そうだよな、これから世に出る俺は年食いすぎてるよな、一人自分で納得したほろ苦い一夜であった。
●久しぶりの東京に来た何日目かの朝。早く起きたので家族で朝の散歩。旅館は半蔵門の近く。早朝なのでさすがの大東京も
私の家族以外は人気がない。目につくのはジャンパー姿の男が二三、ちらほら。携帯マイクを持って「いま4人ずれの家族が歩いて
いるだけです」と聞こえてくる、いい年からげて無線の趣味かよ、ごくろうなことだ。交差点で立っていると、黒塗りの高級車が
数台、列をなしてゆっくりと我々家族の前を通りすぎた。「あれー、もしかしたら」と胸騒ぎ。ジャンパー男が音もなく寄ってくる。

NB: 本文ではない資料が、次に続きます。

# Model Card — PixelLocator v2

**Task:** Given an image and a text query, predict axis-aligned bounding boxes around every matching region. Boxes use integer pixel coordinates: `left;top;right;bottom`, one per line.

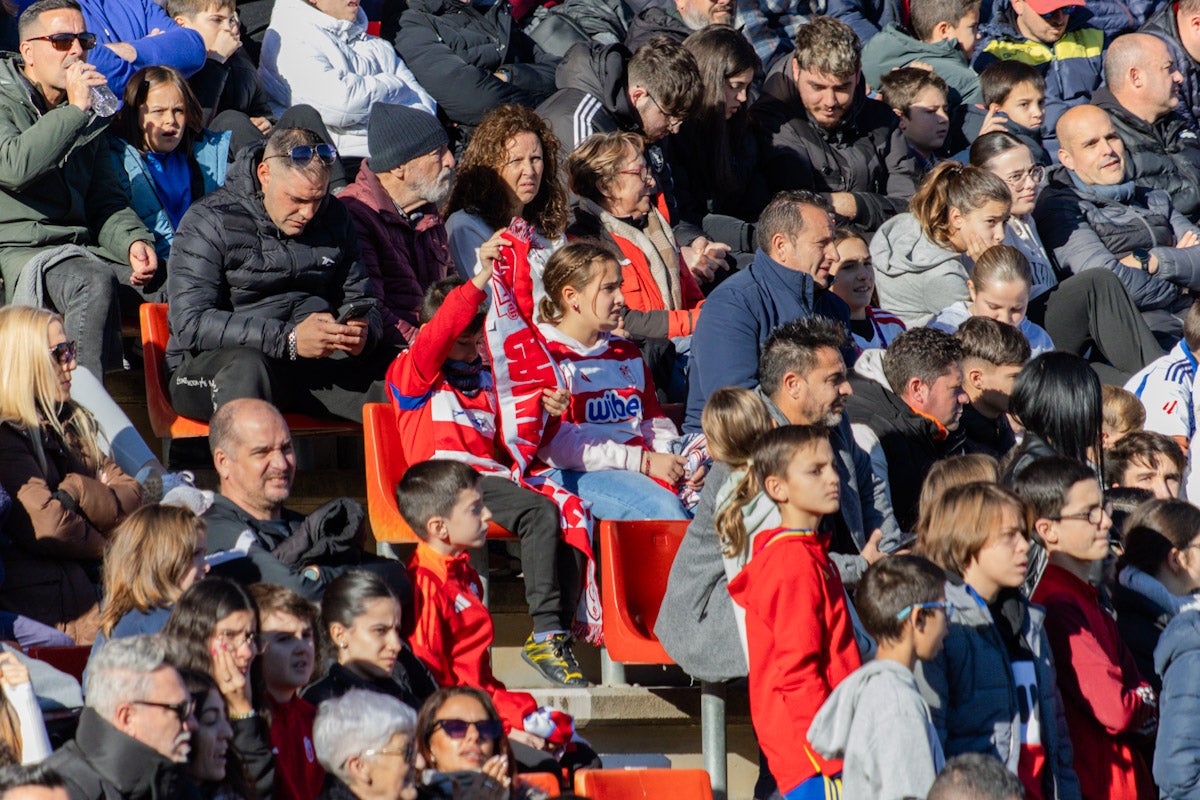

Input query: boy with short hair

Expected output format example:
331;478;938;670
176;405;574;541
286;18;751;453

809;555;949;800
959;61;1051;167
1104;431;1187;500
880;67;950;178
954;317;1031;458
863;0;983;114
396;458;574;758
1014;456;1157;800
388;251;588;686
250;583;325;800
166;0;274;128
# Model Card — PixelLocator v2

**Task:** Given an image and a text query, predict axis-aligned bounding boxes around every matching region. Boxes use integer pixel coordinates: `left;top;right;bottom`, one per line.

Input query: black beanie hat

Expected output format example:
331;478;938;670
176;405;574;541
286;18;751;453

367;103;450;174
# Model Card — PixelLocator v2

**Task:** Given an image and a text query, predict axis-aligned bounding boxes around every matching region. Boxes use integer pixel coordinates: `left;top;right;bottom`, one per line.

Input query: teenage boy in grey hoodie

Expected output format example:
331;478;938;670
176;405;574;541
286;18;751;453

809;555;949;800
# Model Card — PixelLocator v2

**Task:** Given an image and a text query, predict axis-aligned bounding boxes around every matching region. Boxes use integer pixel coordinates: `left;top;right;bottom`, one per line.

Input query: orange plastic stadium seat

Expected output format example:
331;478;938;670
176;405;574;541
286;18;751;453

140;302;359;439
362;403;515;545
25;644;91;684
600;519;688;662
575;769;713;800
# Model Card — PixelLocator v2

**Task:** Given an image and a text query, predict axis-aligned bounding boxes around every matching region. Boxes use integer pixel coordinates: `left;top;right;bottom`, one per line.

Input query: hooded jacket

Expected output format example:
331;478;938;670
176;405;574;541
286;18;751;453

809;660;946;800
258;0;437;157
871;213;971;327
167;145;382;369
1153;601;1200;800
0;48;154;301
396;0;558;126
914;576;1082;800
972;0;1099;154
1033;166;1200;311
1092;86;1200;219
863;23;983;107
1141;2;1200;131
750;59;918;230
684;249;854;433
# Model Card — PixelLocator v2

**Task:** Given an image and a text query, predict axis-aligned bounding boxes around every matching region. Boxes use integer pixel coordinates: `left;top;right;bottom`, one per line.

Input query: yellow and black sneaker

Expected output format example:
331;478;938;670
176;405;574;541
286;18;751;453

521;633;588;687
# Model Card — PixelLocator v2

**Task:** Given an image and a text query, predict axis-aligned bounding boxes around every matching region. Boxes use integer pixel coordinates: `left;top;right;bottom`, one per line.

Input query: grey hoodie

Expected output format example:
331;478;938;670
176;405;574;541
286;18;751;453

809;661;946;800
871;213;971;327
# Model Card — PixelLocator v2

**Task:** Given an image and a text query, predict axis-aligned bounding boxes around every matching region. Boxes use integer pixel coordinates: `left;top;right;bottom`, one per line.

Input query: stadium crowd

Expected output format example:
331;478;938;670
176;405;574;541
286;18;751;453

0;0;1200;800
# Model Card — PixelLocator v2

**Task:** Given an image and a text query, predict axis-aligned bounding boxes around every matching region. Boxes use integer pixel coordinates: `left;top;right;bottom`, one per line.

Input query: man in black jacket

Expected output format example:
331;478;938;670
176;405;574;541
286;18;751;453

1092;34;1200;219
44;636;200;800
167;128;395;421
846;327;968;531
750;17;918;230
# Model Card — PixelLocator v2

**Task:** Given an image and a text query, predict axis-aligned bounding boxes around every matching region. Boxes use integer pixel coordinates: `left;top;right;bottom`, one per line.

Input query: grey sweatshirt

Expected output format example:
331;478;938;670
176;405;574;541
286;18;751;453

809;661;946;800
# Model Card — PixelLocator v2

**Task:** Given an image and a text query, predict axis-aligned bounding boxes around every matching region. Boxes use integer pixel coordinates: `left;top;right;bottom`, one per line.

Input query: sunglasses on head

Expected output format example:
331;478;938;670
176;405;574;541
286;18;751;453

29;32;96;53
268;143;337;167
50;342;77;367
433;720;504;741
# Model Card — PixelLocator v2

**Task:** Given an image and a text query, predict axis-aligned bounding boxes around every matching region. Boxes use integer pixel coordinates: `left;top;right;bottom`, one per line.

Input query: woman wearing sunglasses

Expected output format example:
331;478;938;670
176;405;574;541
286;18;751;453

971;131;1162;384
0;306;142;644
312;688;418;800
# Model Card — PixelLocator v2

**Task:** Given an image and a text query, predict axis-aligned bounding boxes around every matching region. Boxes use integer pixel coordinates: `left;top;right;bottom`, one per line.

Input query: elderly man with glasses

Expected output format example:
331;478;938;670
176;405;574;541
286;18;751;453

46;636;199;800
167;128;395;421
0;0;162;377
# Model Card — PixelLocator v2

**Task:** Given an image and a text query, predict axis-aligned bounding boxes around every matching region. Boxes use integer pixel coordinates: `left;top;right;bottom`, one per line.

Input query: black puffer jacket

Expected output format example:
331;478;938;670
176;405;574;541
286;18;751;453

1092;86;1200;219
1033;167;1200;311
750;59;918;230
167;145;383;369
393;0;558;126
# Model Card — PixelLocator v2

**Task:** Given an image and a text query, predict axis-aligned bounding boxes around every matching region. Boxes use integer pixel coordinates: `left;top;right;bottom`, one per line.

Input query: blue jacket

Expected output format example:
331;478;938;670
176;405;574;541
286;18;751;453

68;0;208;97
683;249;854;433
108;131;233;261
1154;602;1200;800
973;0;1105;155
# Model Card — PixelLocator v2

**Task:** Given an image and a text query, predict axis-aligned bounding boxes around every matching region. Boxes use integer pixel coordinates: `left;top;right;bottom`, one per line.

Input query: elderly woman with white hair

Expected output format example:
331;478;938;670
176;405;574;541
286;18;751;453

312;688;416;800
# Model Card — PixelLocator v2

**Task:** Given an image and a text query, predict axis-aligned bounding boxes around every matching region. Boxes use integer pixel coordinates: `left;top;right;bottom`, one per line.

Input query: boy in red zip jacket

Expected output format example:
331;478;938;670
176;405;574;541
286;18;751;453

1013;457;1158;800
388;230;588;686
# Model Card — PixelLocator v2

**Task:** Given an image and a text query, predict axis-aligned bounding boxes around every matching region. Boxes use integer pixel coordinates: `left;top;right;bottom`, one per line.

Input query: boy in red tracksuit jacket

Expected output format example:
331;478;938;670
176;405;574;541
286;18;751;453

388;250;588;687
396;459;570;762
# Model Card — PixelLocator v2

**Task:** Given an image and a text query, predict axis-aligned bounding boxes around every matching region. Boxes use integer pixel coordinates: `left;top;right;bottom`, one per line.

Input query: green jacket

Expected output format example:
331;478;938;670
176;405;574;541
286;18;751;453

0;53;154;300
863;24;983;110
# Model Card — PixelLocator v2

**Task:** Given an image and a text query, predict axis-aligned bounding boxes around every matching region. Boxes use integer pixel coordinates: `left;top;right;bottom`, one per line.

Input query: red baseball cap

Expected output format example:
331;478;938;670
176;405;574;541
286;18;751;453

1025;0;1085;14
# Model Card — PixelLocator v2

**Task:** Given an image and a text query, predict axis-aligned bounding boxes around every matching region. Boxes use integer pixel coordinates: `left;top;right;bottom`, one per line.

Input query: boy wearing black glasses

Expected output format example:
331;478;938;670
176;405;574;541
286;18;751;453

809;555;950;800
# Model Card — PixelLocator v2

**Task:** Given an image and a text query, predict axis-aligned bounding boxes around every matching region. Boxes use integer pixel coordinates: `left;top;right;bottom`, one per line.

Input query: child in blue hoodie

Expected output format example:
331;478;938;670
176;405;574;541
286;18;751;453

809;555;949;800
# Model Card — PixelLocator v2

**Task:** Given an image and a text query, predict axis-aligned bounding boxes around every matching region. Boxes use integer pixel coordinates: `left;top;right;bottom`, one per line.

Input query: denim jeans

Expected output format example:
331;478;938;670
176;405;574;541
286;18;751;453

546;469;691;519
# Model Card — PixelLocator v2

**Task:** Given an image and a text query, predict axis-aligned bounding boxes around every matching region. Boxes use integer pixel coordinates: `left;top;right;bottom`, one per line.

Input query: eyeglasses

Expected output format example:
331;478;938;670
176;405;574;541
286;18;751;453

266;143;337;167
896;600;954;622
50;342;79;367
1004;164;1046;188
646;94;683;133
133;698;196;724
25;31;96;53
431;720;504;741
1048;505;1112;525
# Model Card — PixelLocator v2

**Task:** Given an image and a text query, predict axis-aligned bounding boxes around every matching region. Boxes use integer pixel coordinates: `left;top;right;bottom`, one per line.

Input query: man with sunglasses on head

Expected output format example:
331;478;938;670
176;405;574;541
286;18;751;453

43;636;200;800
167;128;396;421
972;0;1104;155
0;0;162;377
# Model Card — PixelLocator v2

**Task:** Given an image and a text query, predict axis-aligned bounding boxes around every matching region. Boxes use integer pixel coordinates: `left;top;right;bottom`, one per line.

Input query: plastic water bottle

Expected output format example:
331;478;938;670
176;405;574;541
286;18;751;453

89;84;121;116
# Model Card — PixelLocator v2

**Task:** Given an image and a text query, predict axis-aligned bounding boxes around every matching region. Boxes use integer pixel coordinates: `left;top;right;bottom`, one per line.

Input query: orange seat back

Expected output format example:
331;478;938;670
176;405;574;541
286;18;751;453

575;769;713;800
600;519;688;664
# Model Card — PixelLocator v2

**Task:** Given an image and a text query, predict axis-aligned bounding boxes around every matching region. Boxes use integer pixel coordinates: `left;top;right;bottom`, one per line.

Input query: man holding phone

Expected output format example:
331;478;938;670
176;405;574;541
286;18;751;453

167;128;396;421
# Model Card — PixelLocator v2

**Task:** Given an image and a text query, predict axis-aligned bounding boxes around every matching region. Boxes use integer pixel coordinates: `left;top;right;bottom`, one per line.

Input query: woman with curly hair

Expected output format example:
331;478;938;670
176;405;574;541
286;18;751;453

446;104;568;281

「どこから来られましたか、何をされていますか?」答えると「いま通られた方は皇太子様です、これからすぐにあとに天皇陛下が
通られます、手を振ってくださいよ、ご返答されますよ」何が何だかわからないうちに又黒塗りの車の列、目を皿のようにして見る(私たちから2メートルと
離れていない)。二番目の車に、私の人生の中でこれ以上有名な方はおられないだろうと思われる方が確かに見える。何かにつかれて
私たち家族は手を振る。するとなんということであろう、陛下は(今の天皇陛下であらせられるぞ)私たち家族のためだけに、
笑顔で車中より手を振っておられるではないか!まだ車影が消えていないのに我々家族は手に手を取って歓喜する。ジャンパーの
男たちは満足そうに消えていった(と私には思えた)。この日一日中、私たちは興奮が冷めやらずいっぱしの愛国者でい続けた。